Happy New Year, Saddam is dead
Perhaps we’ll feel safer if we just stay in bed


  1. I am certainly glad that at long last we have ridded Iraq of all its barbarians and helped foster a new, free, democratic state where human rights are paramount. Can you imagine how inhumanely people might have been treated if we had left Saddam in power? Why, people might have been hanged with gleeful fundamentalist rants ringing in the ears as they kicked out their last breaths while swinging from a rope ..., er, nevermind.

  2. White House reaction from today's Press Briefing by Tony Snow:

    MR. SNOW: Let me put it this way -- our officials have said they would -- and you have heard General Caldwell say -- they would have done it differently. The Iraqi government apparently has some qualms about some of the behavior of people within and they are taking a look, as well...I think the most important thing to realize is that Saddam Hussein was executed after a long trial, long and public trial that met international standards, an appeal that met international standards, under American -- he was in American custody for the vast majority of the time. He apparently, according to General Caldwell, thanked the jailers for their treatment of him. He was handed over to the Iraqi government. There were some -- the embassy expressed some concerns; the Iraqis listened to those concerns, they've carried it forward. And I think -- it's interesting because there seems to be a lot of concern about the last two minutes of Saddam Hussein's life and less about the first 69 in which he murdered hundreds of thousands of people. That's why he was executed.

    Q Has the President seen the videotape of the execution?

    MR. SNOW: I don't think so.

    Q Is there anything to the school of thought, following up on this two minutes versus 69 years thing, that it's not so much about Saddam Hussein as it is about the government that we're doing business with right now?

    MR. SNOW: No, I don't think so. Look, again, you had a long process where people were very careful about having a legal process where he had the right to self-defense, where he had the right to counsel, where he had the right to make his best case. And the government is investigating the conduct of some people within the chamber, and I think we'll leave it at that. But the one thing you've got to keep in mind is he got justice. This is a man who killed hundreds of thousands and was executed for it, according to the laws of the country and in accordance with legal traditions that have met international scrutiny.

    Q And yet you have the Iraqi government who the United States supports, turn this into a spectacle, or allow a spectacle to occur.

    MR. SNOW: Again, you seem to be a lot more confident about everything that occurred in that chamber than I am. I think why don't you let the Iraqis take a look at it and see how they handle it.

    Q But can you characterize what you saw what the President thought of this?

    MR. SNOW: No. I think, as we've said -- the comments have already been made -- General Caldwell said that we would have done it differently. The Iraqi government apparently thinks they should have done it differently. Let's see how it goes out. The most important thing to keep an eye on, this is a guy who killed hundreds of thousands of people and received justice.

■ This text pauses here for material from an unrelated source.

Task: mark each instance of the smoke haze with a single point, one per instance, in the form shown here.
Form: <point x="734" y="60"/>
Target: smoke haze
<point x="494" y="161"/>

    Q So if you want to move forward right, what you have to move forward to do is national reconciliation. And the message that the Iraqi government has for allowing that --

    MR. SNOW: It allowed what?

    Q A spectacle.

    MR. SNOW: Describe the spectacle.

    Q Well, there was a cell phone video in there; there were people shouting "Moqtada, Moqtada." I mean, that's about as far from national reconciliation as you can get.

    MR. SNOW: I think the government has made it clear that they understand that reconciliation is going to be a critical piece.

    Q You don't think that shows that there's somebody in that government with connections to al-Sadr?

    MR. SNOW: It's hard to say. Let them do -- they're doing an investigation here. I think it's worth taking a look at.

  3. Richard Dawkins in the LA Times:

    "It is in the nature of research on ruthless national dictators that the sample size is small. Wasn't the judicial destruction of one of the very few research subjects we had — and a prime specimen at that — an act of vandalism?"